Thursday, March 3, 2011

#8 The Electric Prunes "The Great Banana Hoax", 1967



"Noise can be musical and beautiful. Once you commit to tape or disc format you've changed the presentation; why not take it as far as you can. Vibrating a bunch of guitar strings is an effect, after all. Layering various textures puts a kind of depth to the record...I dig that." -- James Lowe, lead singer, the Electric Prunes

"The Great Banana Hoax" is the lead off cut to one of the great albums from one of the greatest years in rock, 1967's Underground.. What is the hoax? Back in '67 word got around ( with the help of Donovan's "Mellow Yellow") that people could get high by smoking banana peels. Even Time & Newsweek wrote about it. The FDA put their best scientists on the case.

They discovered there are chemicals in the banana peels called serotonin and norepinephrine that are related to hallucinogens such as LSD, but not enough to get you high. All the people who have smoked banana peels say it doesn't get them high, only headaches




Though their roots were pure garage, The LA based Prunes experimented like mad scientists in the studio. That motorcycle revving up that you hear at the beginning of the song is actually a slowed down growl, meant to evoke the sound of moving furniture. The percussive effects at the end are done with an African kalimba.




This week bassist Mark Tulin, who also worked briefly with Smashing Pumpkins, died at the age of 62.

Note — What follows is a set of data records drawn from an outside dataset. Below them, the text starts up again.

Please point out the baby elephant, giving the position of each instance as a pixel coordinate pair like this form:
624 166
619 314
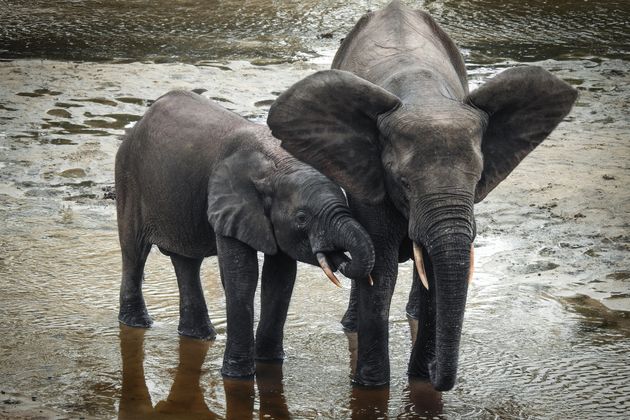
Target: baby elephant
197 180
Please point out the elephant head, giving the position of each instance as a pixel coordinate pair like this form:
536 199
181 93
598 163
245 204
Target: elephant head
433 159
269 203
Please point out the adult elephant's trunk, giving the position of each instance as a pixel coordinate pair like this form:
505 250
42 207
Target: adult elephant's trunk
444 226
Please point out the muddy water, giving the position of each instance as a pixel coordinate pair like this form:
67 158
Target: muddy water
547 330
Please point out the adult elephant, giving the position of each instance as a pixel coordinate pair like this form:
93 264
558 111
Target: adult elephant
395 125
197 180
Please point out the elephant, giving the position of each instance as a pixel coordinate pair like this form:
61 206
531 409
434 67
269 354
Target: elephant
393 122
197 180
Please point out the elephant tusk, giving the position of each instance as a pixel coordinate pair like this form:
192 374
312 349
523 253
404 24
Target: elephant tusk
471 270
323 263
417 257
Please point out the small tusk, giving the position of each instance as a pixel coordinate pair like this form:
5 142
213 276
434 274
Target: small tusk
471 270
323 263
417 256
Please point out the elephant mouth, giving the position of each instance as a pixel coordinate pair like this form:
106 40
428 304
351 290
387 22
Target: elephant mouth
330 262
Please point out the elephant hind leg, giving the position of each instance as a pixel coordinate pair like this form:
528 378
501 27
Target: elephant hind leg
194 320
133 310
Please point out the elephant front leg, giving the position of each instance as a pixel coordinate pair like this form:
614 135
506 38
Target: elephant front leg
423 352
194 320
373 328
133 310
278 278
239 272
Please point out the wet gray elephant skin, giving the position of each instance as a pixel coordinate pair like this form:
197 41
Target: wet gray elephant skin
395 125
197 180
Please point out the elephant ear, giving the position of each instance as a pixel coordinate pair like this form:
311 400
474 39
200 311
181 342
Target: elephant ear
524 104
329 120
236 206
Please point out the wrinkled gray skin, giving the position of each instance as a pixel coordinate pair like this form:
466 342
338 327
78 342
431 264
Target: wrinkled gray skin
395 125
197 180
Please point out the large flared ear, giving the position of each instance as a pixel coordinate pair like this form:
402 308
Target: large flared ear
329 120
236 206
524 104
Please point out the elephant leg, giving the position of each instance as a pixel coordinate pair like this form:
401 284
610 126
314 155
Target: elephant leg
373 302
278 278
133 310
193 312
424 342
349 320
413 305
373 326
239 272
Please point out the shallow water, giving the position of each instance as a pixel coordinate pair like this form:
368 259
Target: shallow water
547 330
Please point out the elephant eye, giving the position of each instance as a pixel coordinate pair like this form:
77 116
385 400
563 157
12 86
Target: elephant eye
404 183
301 218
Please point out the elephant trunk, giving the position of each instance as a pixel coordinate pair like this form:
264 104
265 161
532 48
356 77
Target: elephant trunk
355 239
444 225
349 237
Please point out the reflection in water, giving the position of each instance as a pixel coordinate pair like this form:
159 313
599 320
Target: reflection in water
186 396
266 31
422 399
419 397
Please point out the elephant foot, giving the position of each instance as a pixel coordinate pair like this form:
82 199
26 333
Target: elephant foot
201 332
270 356
243 369
269 349
139 319
349 322
370 376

Billy Corgan paid tribute to Tulin via a blog post on Glittercop.blogspot.com, stating : “Mark was part of a movement of suburban kids in the mid to late 60s that changed the world with their dark musical dreaming, and of course their Anglophile obsessions. From their imaginations sprang so many technicolor daydreams and all manner of wishing; wishing that we were often what we are not,” before concluding, “God Bless you Mark, you will always be a star”.